R = limit(1,100k,V(1,2)*I(V1)) ; R stays between 1 ohm and 100k

To plot an I-V curve, start by using the differential cursor to plot the voltage across the resistor.  First click and hold down the left-mouse-button (red probe icon) on one side of the resistor and then drag and drop the black probe icon on the other side.  Finish by dragging the mouse pointer over the x-axis (a ruler icon will appear) and the click the left mouse button to bring up the Horizontal Axis menu.  Change the Quantity Plotted from "time" to "I(R1)" (assuming R1 is your behavioral resistor).

Behavioral Resistor & Power Sink/Source

Arbitrary Power Sink or Source where the function P=f() for power f is a constant or is an arbitrary function of any valid node voltage, branch current, etc. as with standard b-sources (note: power is sourced when f is negative).  In order to avoid large currents at voltages near zero, the arbitrary power sink/sources foldbacks to resistive behavior when the absolute value of voltage across the device falls below a default value of 1 volt.  The foldback point may be modified by specifying a VprXover parameter for the device, e.g.
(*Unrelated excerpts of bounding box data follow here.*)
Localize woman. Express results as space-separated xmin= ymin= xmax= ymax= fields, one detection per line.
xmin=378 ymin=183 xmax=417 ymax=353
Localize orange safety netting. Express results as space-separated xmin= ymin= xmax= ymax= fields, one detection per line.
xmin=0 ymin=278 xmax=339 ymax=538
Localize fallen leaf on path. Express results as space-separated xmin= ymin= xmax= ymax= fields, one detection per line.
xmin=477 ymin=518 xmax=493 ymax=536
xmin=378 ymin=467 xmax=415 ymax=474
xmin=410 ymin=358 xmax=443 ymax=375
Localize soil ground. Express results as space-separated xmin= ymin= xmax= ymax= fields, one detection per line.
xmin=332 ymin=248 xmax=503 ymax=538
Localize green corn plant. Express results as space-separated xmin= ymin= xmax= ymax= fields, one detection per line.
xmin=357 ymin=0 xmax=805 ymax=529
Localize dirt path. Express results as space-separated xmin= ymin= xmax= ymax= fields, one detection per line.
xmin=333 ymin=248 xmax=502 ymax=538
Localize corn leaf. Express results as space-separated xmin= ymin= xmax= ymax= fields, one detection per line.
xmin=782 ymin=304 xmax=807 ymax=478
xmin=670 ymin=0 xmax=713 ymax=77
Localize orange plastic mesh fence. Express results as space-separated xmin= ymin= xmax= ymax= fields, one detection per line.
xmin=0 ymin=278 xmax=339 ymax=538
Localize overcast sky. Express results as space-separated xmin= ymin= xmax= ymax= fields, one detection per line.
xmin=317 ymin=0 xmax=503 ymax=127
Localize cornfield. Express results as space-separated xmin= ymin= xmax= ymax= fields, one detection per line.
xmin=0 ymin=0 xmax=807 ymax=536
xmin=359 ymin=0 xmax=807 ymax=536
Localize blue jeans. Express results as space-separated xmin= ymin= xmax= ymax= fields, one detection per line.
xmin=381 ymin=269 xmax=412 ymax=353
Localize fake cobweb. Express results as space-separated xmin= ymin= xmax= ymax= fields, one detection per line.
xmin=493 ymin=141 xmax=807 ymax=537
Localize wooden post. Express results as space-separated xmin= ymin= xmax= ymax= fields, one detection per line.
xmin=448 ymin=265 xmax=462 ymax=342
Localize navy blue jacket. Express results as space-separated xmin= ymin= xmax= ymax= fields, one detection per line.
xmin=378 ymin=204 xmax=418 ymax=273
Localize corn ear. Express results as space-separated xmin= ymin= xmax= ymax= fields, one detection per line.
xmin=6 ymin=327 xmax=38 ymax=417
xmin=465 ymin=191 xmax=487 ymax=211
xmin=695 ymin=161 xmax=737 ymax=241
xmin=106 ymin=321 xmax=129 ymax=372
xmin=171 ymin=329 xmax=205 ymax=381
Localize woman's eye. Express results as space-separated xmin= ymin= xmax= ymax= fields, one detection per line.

VprXover=50mV.

Bxxx n1 n2 P=<expression> [VprXover=<value>] ; example: B1 1 0 P=500W VprXover=5V (R=50mΩ below 5V)

Dual Value Resistors (for ac analysis)

LTspice is like Hspice in that it allows resistors to have different dc and ac values.  If ac=<value> is specified as a resistor parameter (either immediately after the normal dc value or in the Value2 field), the operating point is calculated using the dc value of resistance, but the ac resistance value is used in the ac analysis.  This may be useful when analyzing operational amplifiers, since the operating point computation can be performed on the unity gain configuration using a low value for the feedback resistance and the ac analysis may then be performed on a nearly open loop configuration by specifying a very large value for the ac resistance.

Resistor (and Capacitor) Model Statements

It's not in the .model section of the Help file, but LTspice seems to recognize standard model statements for resistors (RES) and capacitors (CAP), but not inductors (IND).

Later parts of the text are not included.